Tribratanews.sulsel.polri.go.id – Jelang Pilpres dan Pileg 2019 diprediksi dunia media sosial (Medsos) akan kembali ramai dengan kejahatan dan kriminalisasi. Oleh karena itu, perlu adanya regulasi yang dibuat berupa payung hukum untuk penegakan hukum yang terjadi di dunia maya.

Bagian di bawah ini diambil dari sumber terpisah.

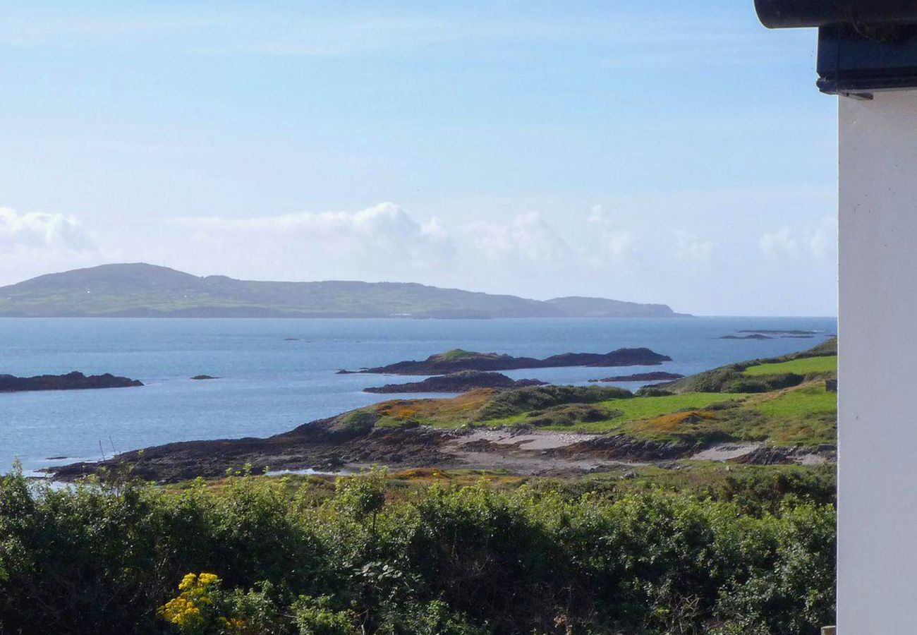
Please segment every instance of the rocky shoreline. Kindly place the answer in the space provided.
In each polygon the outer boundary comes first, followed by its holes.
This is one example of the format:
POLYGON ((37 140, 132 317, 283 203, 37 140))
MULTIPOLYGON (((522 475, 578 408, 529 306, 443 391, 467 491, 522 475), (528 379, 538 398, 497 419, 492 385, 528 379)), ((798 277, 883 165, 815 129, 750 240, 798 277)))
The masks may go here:
POLYGON ((592 384, 608 382, 671 382, 676 379, 682 379, 683 374, 679 373, 666 373, 659 371, 657 373, 635 373, 634 374, 619 374, 613 377, 603 379, 591 379, 592 384))
POLYGON ((56 481, 129 473, 158 483, 218 478, 246 466, 269 471, 353 472, 374 464, 393 470, 503 470, 520 475, 575 476, 621 466, 671 468, 680 460, 746 464, 808 464, 834 460, 834 448, 807 450, 764 443, 661 442, 624 434, 538 430, 526 426, 458 429, 354 426, 346 416, 320 419, 268 438, 181 441, 123 452, 98 462, 46 470, 56 481), (721 451, 723 448, 730 451, 721 451), (720 457, 720 458, 717 458, 720 457))

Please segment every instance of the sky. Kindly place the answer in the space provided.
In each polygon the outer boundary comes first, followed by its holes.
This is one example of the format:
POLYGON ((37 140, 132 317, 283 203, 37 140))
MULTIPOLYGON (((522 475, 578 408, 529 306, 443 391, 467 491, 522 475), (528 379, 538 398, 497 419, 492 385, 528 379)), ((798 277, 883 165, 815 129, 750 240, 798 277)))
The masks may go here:
POLYGON ((836 99, 752 0, 0 0, 0 284, 147 262, 836 314, 836 99))

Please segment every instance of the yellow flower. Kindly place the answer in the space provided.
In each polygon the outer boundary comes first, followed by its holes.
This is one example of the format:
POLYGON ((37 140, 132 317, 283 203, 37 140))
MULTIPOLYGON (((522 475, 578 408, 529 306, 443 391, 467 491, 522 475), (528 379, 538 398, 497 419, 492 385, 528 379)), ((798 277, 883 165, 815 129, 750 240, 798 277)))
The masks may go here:
POLYGON ((197 582, 197 575, 195 575, 194 574, 188 574, 183 578, 182 578, 182 582, 178 583, 178 590, 187 591, 192 586, 193 586, 196 582, 197 582))

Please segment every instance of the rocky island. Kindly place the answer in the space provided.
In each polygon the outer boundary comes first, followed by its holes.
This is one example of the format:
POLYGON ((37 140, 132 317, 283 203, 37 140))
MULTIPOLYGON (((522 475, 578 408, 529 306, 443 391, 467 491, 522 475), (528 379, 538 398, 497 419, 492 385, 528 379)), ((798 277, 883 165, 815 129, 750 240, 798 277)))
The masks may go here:
MULTIPOLYGON (((671 379, 677 378, 672 377, 671 379)), ((429 377, 422 382, 386 384, 382 386, 363 388, 363 392, 378 395, 397 393, 467 393, 476 388, 524 388, 529 385, 544 384, 545 382, 538 381, 537 379, 514 380, 502 373, 458 371, 458 373, 429 377)))
POLYGON ((505 353, 478 352, 453 349, 430 355, 425 360, 398 362, 387 366, 363 368, 359 371, 338 371, 339 374, 371 373, 379 374, 448 374, 458 371, 514 371, 529 368, 562 368, 566 366, 657 366, 671 362, 668 355, 649 349, 618 349, 606 353, 565 352, 543 360, 534 357, 514 357, 505 353))
POLYGON ((84 375, 73 371, 67 374, 42 374, 35 377, 17 377, 0 374, 0 393, 21 393, 32 390, 86 390, 91 388, 128 388, 143 385, 142 382, 127 377, 105 374, 84 375))

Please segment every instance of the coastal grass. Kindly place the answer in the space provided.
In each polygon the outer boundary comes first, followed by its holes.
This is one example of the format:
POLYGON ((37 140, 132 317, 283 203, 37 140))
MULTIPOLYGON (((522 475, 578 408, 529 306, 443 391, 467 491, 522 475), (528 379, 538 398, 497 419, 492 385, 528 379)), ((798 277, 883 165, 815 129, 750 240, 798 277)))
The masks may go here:
POLYGON ((803 357, 798 360, 791 360, 790 362, 762 363, 757 366, 749 366, 745 369, 743 374, 761 376, 793 373, 795 374, 807 375, 836 372, 837 355, 826 355, 823 357, 803 357))
MULTIPOLYGON (((531 427, 540 430, 625 434, 659 442, 768 441, 814 447, 835 442, 836 395, 823 382, 759 394, 683 393, 520 406, 487 417, 501 391, 481 389, 450 399, 397 399, 370 407, 376 427, 531 427)), ((496 409, 500 411, 499 408, 496 409)))

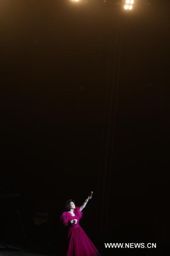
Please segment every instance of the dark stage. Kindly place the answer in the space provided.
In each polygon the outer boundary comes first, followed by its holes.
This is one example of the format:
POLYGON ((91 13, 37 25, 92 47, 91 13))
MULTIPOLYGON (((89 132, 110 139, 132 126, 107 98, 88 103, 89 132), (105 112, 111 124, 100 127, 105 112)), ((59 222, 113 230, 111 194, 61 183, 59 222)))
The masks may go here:
POLYGON ((166 255, 170 1, 125 3, 0 1, 0 256, 66 256, 65 202, 91 191, 102 256, 166 255))

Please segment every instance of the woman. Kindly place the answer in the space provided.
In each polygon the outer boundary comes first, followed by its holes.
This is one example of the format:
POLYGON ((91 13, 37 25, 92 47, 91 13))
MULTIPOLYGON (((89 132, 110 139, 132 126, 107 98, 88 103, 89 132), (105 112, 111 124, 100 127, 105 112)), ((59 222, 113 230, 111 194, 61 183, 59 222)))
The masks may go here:
POLYGON ((60 220, 63 224, 68 227, 68 246, 67 256, 97 256, 99 255, 97 249, 79 225, 79 220, 82 216, 82 210, 85 208, 90 197, 80 207, 76 207, 74 200, 66 201, 67 210, 62 214, 60 220))

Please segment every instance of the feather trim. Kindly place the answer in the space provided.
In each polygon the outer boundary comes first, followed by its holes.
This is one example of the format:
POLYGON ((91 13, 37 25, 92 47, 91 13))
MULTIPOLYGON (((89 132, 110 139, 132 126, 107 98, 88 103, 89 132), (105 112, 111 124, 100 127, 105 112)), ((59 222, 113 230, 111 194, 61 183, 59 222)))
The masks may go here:
MULTIPOLYGON (((80 207, 76 207, 76 209, 74 209, 74 212, 76 216, 81 218, 82 218, 82 212, 80 211, 80 207)), ((69 212, 64 212, 60 218, 63 224, 66 224, 73 219, 73 217, 74 216, 72 216, 69 212)))

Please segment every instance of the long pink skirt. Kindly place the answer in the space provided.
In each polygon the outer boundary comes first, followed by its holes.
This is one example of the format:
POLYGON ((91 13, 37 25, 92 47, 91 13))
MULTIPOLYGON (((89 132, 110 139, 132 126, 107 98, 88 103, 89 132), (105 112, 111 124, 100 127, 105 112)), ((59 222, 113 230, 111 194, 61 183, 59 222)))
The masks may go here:
POLYGON ((82 228, 79 225, 70 227, 67 256, 96 256, 98 251, 82 228))

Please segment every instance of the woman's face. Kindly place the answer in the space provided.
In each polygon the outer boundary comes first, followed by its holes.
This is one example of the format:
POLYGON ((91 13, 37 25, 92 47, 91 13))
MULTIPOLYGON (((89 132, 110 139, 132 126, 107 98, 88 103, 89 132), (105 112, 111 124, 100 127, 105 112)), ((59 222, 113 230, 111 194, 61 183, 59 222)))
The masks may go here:
POLYGON ((75 205, 75 204, 73 203, 73 202, 70 202, 70 209, 75 209, 75 208, 76 208, 76 206, 75 205))

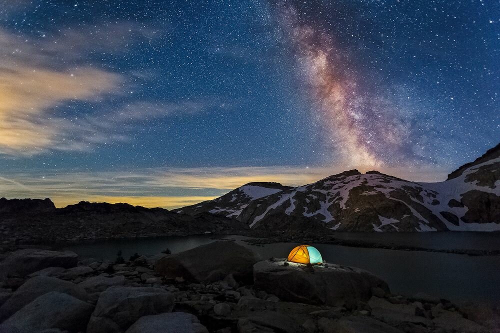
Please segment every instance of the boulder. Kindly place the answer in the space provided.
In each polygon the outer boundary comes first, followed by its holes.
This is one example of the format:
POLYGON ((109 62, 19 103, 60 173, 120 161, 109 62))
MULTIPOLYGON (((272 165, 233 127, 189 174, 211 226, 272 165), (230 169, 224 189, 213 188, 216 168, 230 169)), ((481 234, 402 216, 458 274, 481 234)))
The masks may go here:
POLYGON ((110 287, 100 294, 87 332, 124 331, 142 316, 170 312, 174 302, 172 294, 158 288, 110 287))
POLYGON ((68 294, 48 292, 0 324, 0 332, 38 332, 50 328, 84 332, 93 310, 93 306, 68 294))
POLYGON ((172 312, 141 317, 126 333, 208 333, 196 316, 184 312, 172 312))
POLYGON ((334 264, 306 268, 294 262, 285 266, 284 261, 256 264, 255 288, 284 300, 330 306, 367 300, 372 288, 389 292, 386 282, 360 268, 334 264))
POLYGON ((231 313, 231 306, 227 303, 218 303, 214 306, 214 312, 217 316, 229 316, 231 313))
POLYGON ((414 316, 416 306, 410 304, 393 304, 383 298, 373 296, 368 302, 372 310, 380 308, 414 316))
POLYGON ((50 251, 26 248, 12 252, 0 264, 0 278, 24 277, 48 267, 71 268, 76 266, 78 255, 71 251, 50 251))
MULTIPOLYGON (((490 331, 472 320, 462 318, 456 312, 443 310, 440 316, 432 320, 436 328, 446 332, 462 333, 486 333, 490 331)), ((496 328, 498 328, 498 327, 496 328)))
POLYGON ((56 278, 35 276, 21 286, 0 308, 0 321, 8 318, 37 297, 50 292, 66 294, 84 302, 88 299, 87 293, 78 284, 56 278))
POLYGON ((62 267, 48 267, 46 268, 37 270, 28 276, 28 278, 35 276, 58 276, 66 272, 66 268, 62 267))
POLYGON ((164 256, 155 270, 168 278, 182 276, 196 281, 214 282, 232 274, 250 281, 252 266, 258 260, 252 250, 230 240, 217 240, 187 251, 164 256))
POLYGON ((125 284, 125 277, 122 276, 108 278, 102 275, 92 276, 78 284, 88 292, 104 292, 114 286, 124 286, 125 284))
POLYGON ((330 328, 331 332, 336 333, 403 333, 400 330, 373 318, 363 316, 342 318, 333 322, 330 328))
POLYGON ((88 266, 78 266, 67 270, 64 273, 59 276, 61 278, 66 280, 74 280, 77 278, 88 275, 94 272, 94 270, 88 266))

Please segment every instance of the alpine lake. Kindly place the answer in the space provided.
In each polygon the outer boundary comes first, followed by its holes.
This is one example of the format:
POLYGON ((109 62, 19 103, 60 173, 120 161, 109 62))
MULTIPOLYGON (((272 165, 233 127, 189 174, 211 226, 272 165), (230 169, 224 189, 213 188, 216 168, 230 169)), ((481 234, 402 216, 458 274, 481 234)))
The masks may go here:
MULTIPOLYGON (((430 249, 500 250, 500 233, 342 232, 334 236, 380 244, 430 249)), ((252 248, 262 259, 286 258, 296 242, 252 245, 249 238, 228 235, 172 236, 83 241, 58 248, 82 256, 114 260, 119 250, 127 259, 135 253, 152 256, 168 248, 172 253, 228 239, 252 248)), ((422 250, 402 250, 311 244, 327 262, 370 271, 385 280, 392 292, 411 296, 424 292, 452 302, 472 301, 500 305, 500 256, 469 256, 422 250)), ((216 260, 216 258, 214 260, 216 260)))

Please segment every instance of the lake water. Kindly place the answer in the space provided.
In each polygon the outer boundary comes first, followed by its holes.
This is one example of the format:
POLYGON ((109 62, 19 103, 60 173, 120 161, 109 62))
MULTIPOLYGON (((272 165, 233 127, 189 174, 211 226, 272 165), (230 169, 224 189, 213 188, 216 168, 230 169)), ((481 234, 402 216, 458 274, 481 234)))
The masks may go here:
MULTIPOLYGON (((500 250, 500 234, 486 232, 339 232, 339 238, 432 248, 500 250)), ((128 258, 135 252, 152 255, 168 248, 172 253, 215 240, 210 236, 112 240, 62 246, 84 256, 114 260, 118 250, 128 258)), ((227 236, 253 248, 263 258, 286 258, 298 243, 254 246, 246 238, 227 236)), ((452 301, 474 300, 500 304, 500 256, 352 248, 311 244, 328 262, 353 266, 385 280, 393 292, 411 296, 423 292, 452 301)))

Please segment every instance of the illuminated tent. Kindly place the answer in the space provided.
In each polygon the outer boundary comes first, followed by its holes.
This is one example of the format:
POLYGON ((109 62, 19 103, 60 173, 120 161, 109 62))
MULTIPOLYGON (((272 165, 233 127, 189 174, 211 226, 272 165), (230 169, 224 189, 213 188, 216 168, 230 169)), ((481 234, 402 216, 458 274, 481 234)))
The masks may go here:
POLYGON ((288 255, 288 261, 298 264, 322 264, 323 258, 316 248, 310 245, 300 245, 292 250, 288 255))

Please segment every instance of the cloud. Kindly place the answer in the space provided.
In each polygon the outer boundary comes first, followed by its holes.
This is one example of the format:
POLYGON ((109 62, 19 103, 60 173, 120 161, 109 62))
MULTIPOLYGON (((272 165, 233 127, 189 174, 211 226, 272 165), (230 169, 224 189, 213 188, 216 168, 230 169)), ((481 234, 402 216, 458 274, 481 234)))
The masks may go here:
POLYGON ((0 30, 0 154, 29 154, 56 146, 70 122, 58 114, 58 107, 96 102, 118 89, 122 80, 77 64, 54 69, 58 60, 50 44, 39 48, 26 38, 0 30))
POLYGON ((0 28, 0 154, 89 150, 96 143, 126 140, 117 122, 202 109, 201 100, 106 103, 110 96, 124 94, 128 84, 122 76, 90 63, 90 54, 119 54, 129 44, 158 35, 156 30, 128 22, 66 28, 38 38, 0 28), (68 105, 77 104, 100 111, 65 114, 68 105), (93 108, 96 105, 100 108, 93 108))
MULTIPOLYGON (((85 200, 172 208, 210 200, 248 182, 276 182, 298 186, 342 171, 327 166, 154 168, 127 172, 30 170, 0 174, 0 188, 9 198, 48 197, 58 207, 85 200)), ((448 174, 434 168, 380 171, 428 182, 443 180, 448 174)))

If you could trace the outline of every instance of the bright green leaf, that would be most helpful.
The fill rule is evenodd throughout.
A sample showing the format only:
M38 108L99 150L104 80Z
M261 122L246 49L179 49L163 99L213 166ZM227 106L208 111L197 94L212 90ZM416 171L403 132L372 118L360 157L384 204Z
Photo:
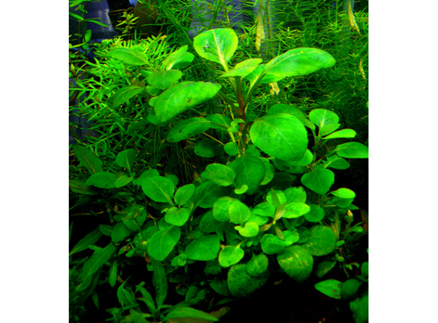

Maka dari itu pemerintah bekerjasama dengan badan legislatif melakukan pegesahan terhadap revisi UU Informasi dan Transaksi Elektronik (ITE) menjadi UU No. 19 Tahun 2016 (UU ITE Baru). Berikut poin-poin penting perubahan dalam UU ITE Baru:
1.Menurunkan ancaman pidana dan denda dijelaskan pada Pasal 45 ayat (1).
UU yang lama:
Pasal 45 ayat (1) berbunyi:
Setiap orang yang memenuhi unsur sebagaimana dimaksud dalam Pasal 27 ayat (1), (2), (3), atau (4) dipidana dengan pidana penjara paling lama (enam) tahun dan/atau denda paling banyak Rp 1.000.000.000,00 (satu miliar rupiah).
Pasal 45 ayat (3) berbunyi:
Setiap orang yang memenuhi unsur sebagaimana dimaksud dalam Pasal 29 dipidana dengan pidana penjara paling lama 12 (dua belas) tahun dan/atau denda paling banyak Rp 2.000.000.000,00 (dua miliar rupiah).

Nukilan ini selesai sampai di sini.